Pour les municipalités côtières ou celles disposant d'étangs, les impacts sont moins marqués. Toutefois, la situation reste critique : Topalovic souligne que les spectacles des 13 et 14 juillet représentent encore 50 % de leur chiffre d'affaires, ce qui met la trésorerie à rude épreuve.
La question de remplacer les feux d'artifice par des spectacles de drones ou de lasers suscite un débat. "Pas question de substituer notre culture populaire par des technologies coûteuses", affirme-t-il. Adopter une telle alternative représenterait un investissement bien supérieur : entre 10 000 et 25 000 euros pour un spectacle aérien, rendant ces options inaccessibles pour de nombreuses communes.
Interrogé sur la possibilité de déplacer la fête nationale en automne, Topalovic souligne que d'autres pays adaptent leurs célébrations. Il évoque la république du 4 octobre comme une date symbolique à envisager. Un retour à des périodes moins risquées serait probablement bénéfique pour le secteur.

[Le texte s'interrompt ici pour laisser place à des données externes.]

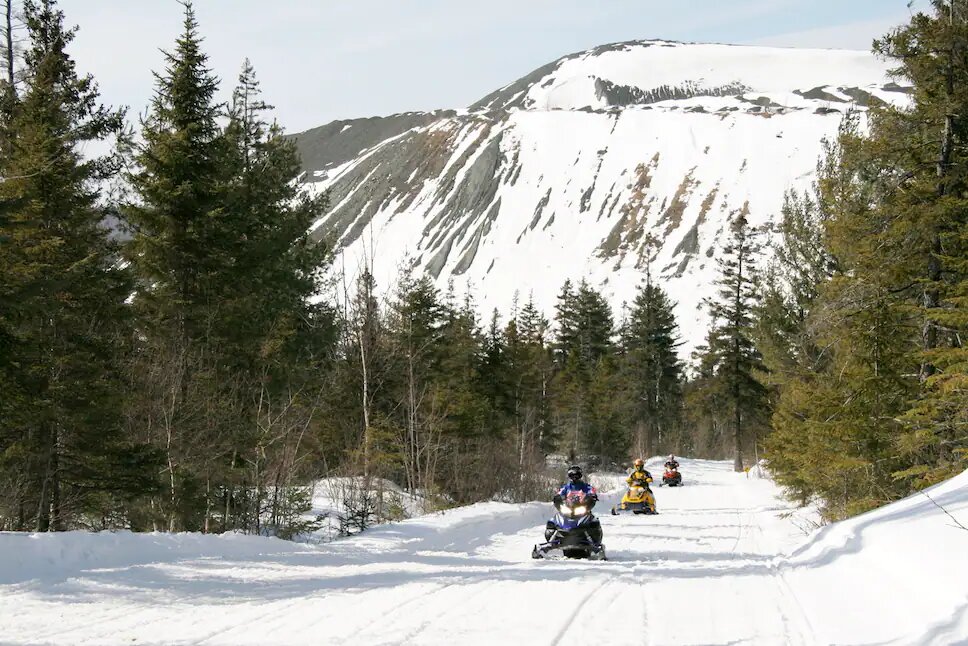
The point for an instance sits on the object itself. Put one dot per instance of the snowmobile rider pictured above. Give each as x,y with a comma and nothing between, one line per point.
577,483
639,473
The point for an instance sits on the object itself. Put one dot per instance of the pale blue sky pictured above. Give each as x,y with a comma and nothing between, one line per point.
321,60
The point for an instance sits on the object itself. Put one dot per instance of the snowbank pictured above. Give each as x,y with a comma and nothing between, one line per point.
898,574
59,556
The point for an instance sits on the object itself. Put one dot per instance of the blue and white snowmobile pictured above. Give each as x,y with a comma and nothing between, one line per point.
573,532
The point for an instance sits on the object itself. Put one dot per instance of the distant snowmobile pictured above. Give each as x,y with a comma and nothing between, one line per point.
637,500
672,477
569,533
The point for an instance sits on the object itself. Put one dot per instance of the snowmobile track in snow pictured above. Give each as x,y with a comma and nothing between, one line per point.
718,566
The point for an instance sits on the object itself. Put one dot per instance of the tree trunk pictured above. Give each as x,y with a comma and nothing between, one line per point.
10,52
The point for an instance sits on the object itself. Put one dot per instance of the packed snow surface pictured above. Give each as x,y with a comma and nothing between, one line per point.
720,564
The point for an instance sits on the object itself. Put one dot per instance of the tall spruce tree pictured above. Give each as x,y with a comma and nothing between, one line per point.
183,253
886,405
734,356
583,341
63,434
653,370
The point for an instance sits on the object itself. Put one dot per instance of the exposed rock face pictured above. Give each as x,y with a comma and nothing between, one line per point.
567,172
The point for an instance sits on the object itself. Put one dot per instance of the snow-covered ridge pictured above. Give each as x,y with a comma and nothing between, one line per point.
563,173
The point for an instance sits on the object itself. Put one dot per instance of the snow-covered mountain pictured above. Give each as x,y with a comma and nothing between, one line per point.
564,173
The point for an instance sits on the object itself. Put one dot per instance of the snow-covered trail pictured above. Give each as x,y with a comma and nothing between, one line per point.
709,569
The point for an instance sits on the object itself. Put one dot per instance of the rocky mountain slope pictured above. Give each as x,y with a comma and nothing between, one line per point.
565,172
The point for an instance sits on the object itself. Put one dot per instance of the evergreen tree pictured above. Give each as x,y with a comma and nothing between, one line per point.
584,340
734,356
66,336
653,370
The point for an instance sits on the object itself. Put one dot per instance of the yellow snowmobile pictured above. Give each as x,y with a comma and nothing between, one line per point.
637,500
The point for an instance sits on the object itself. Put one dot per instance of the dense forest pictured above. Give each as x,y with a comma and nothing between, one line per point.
167,363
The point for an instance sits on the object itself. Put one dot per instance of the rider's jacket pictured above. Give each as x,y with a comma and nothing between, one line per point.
638,475
583,487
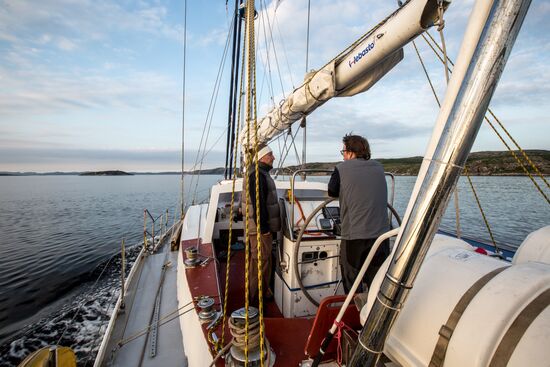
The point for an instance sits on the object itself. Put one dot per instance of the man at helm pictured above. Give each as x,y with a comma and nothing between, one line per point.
270,219
360,185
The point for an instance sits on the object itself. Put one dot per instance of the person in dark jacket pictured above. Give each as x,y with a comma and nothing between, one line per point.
360,185
270,220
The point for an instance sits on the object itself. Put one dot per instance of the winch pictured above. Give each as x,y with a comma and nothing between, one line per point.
192,258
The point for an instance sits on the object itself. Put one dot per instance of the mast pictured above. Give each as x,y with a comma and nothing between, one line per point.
490,35
234,85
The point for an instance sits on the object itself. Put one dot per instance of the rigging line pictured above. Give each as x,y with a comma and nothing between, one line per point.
275,52
465,169
209,117
165,319
234,179
535,168
518,160
210,113
288,150
303,124
497,250
183,107
521,150
440,28
270,78
232,88
258,219
281,151
213,98
282,41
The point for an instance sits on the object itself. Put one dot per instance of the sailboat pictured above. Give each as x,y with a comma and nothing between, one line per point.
436,301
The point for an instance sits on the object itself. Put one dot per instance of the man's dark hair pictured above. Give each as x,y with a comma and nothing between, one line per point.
358,145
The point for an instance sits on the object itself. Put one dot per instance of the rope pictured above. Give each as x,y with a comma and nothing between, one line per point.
532,165
275,54
165,319
338,335
521,150
482,212
183,107
234,178
252,90
250,51
210,114
465,169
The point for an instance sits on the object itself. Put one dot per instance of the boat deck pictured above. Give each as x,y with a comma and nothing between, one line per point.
131,344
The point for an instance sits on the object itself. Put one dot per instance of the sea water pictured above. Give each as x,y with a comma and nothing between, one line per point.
60,239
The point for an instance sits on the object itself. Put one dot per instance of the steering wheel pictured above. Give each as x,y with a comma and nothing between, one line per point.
299,240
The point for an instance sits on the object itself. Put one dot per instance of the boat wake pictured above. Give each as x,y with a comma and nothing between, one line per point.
81,320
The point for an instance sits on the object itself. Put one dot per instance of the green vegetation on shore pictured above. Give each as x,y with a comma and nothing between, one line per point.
478,164
106,173
501,163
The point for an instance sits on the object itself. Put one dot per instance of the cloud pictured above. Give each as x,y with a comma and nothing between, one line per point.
81,159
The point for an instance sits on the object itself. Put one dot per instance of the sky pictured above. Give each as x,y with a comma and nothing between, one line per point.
97,85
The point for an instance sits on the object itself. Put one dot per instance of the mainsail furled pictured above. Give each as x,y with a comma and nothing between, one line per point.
355,70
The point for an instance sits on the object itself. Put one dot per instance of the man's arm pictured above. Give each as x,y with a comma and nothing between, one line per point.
334,184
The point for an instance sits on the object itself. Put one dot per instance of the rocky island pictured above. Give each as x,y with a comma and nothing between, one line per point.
106,173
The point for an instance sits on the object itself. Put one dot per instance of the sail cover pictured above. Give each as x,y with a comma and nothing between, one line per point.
355,71
319,87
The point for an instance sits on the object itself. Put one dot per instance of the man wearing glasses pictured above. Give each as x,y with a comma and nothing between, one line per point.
359,184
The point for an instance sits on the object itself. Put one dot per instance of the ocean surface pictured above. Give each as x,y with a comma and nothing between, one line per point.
61,237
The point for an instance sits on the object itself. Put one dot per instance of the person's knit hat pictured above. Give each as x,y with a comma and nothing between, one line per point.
264,151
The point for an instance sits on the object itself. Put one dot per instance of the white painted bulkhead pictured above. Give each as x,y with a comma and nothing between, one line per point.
195,346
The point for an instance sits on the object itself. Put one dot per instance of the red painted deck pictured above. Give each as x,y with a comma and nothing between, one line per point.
286,336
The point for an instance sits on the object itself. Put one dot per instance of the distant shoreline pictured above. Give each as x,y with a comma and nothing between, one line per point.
479,164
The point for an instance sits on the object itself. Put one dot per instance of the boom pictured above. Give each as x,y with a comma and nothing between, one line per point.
355,70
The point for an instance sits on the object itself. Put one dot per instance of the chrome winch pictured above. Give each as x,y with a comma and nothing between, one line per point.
191,257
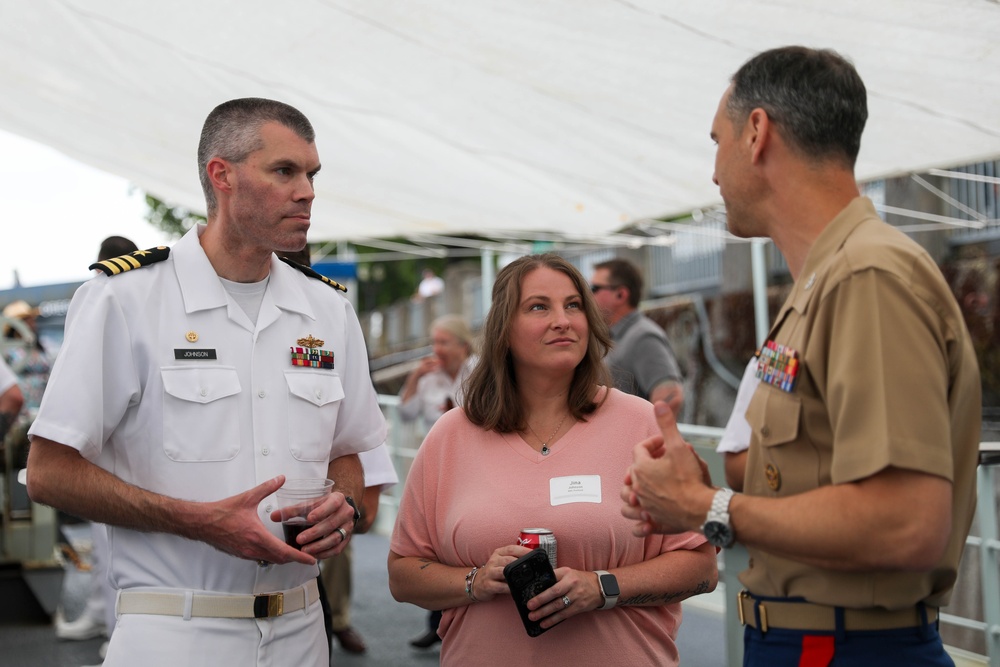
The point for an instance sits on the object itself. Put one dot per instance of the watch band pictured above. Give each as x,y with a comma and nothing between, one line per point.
610,596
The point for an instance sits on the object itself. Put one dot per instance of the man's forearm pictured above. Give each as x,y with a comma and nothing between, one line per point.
60,477
895,520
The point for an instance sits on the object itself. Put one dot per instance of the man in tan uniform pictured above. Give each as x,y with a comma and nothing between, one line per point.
859,484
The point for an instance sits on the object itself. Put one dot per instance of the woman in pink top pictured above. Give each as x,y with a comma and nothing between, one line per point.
541,441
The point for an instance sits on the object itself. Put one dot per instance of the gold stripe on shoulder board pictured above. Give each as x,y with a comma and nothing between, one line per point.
133,260
313,274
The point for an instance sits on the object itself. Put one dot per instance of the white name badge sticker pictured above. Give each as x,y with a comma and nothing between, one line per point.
576,489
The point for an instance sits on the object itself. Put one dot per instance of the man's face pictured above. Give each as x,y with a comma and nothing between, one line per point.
607,295
731,164
272,195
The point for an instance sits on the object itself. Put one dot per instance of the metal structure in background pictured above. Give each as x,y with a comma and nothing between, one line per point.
404,440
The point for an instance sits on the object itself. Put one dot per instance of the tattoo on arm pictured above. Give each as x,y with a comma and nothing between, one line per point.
652,599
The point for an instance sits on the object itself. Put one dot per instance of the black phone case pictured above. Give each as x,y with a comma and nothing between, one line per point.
528,576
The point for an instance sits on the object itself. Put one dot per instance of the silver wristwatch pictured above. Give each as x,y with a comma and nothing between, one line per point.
716,527
609,588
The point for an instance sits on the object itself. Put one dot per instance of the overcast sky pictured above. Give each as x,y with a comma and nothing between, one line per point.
56,211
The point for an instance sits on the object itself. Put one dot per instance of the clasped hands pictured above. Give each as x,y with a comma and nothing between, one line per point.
667,488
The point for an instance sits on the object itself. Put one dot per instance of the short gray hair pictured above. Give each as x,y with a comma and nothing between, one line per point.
232,132
815,97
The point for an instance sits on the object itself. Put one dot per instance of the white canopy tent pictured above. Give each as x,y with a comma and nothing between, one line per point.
572,116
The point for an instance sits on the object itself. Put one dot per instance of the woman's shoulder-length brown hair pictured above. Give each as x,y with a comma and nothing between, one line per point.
491,397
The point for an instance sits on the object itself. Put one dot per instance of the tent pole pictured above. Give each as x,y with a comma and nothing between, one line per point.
488,274
758,265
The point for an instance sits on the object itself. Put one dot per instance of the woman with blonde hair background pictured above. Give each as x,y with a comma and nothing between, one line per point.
430,390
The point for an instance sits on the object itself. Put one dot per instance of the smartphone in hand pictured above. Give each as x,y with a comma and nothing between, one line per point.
526,577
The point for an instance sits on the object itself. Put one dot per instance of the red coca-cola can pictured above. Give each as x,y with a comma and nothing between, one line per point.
533,538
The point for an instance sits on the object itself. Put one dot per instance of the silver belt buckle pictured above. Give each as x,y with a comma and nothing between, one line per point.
268,605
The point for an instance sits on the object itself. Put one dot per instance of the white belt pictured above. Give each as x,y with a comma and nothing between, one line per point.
189,604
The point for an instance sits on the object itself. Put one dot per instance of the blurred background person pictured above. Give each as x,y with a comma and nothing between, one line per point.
11,398
336,572
30,361
98,616
541,441
430,390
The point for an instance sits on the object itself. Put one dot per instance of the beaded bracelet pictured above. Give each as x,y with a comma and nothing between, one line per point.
470,580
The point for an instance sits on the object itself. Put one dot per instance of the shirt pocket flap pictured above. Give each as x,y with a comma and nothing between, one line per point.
200,385
316,388
781,414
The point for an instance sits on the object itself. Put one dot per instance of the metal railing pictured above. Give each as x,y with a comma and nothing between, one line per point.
404,441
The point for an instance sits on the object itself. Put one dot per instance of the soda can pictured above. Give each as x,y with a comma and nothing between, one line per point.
533,538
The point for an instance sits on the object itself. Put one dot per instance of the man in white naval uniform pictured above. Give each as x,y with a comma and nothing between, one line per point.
194,381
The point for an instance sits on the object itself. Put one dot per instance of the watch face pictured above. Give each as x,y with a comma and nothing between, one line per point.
718,534
609,584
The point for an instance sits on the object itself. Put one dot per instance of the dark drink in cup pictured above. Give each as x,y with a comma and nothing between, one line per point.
292,528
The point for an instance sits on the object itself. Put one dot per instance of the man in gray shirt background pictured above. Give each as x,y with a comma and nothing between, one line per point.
641,361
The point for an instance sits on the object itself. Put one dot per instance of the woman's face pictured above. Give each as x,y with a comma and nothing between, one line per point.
549,331
449,349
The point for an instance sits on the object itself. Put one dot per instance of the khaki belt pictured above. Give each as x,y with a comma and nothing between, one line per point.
808,616
192,605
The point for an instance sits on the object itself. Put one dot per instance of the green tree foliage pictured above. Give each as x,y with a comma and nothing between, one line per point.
382,283
173,220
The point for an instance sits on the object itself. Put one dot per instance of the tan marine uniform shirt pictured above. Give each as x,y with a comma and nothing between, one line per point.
887,377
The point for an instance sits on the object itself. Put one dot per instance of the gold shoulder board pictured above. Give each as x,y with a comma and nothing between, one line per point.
133,260
312,274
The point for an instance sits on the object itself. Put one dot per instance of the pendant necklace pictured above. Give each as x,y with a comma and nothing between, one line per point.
545,443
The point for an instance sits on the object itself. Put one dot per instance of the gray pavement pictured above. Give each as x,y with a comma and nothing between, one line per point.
385,624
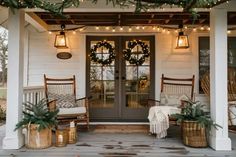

En résumé, la persistance des feux d’artifice et la préservation de cette tradition populaire passent par une adaptation aux nouvelles réalités climatiques. La voix des professionnels de la pyrotechnie comme Topalovic nous rappelle que l'innovation doit se conjuguer avec le respect des coutumes établies, et ce, pour le plaisir des générations futures.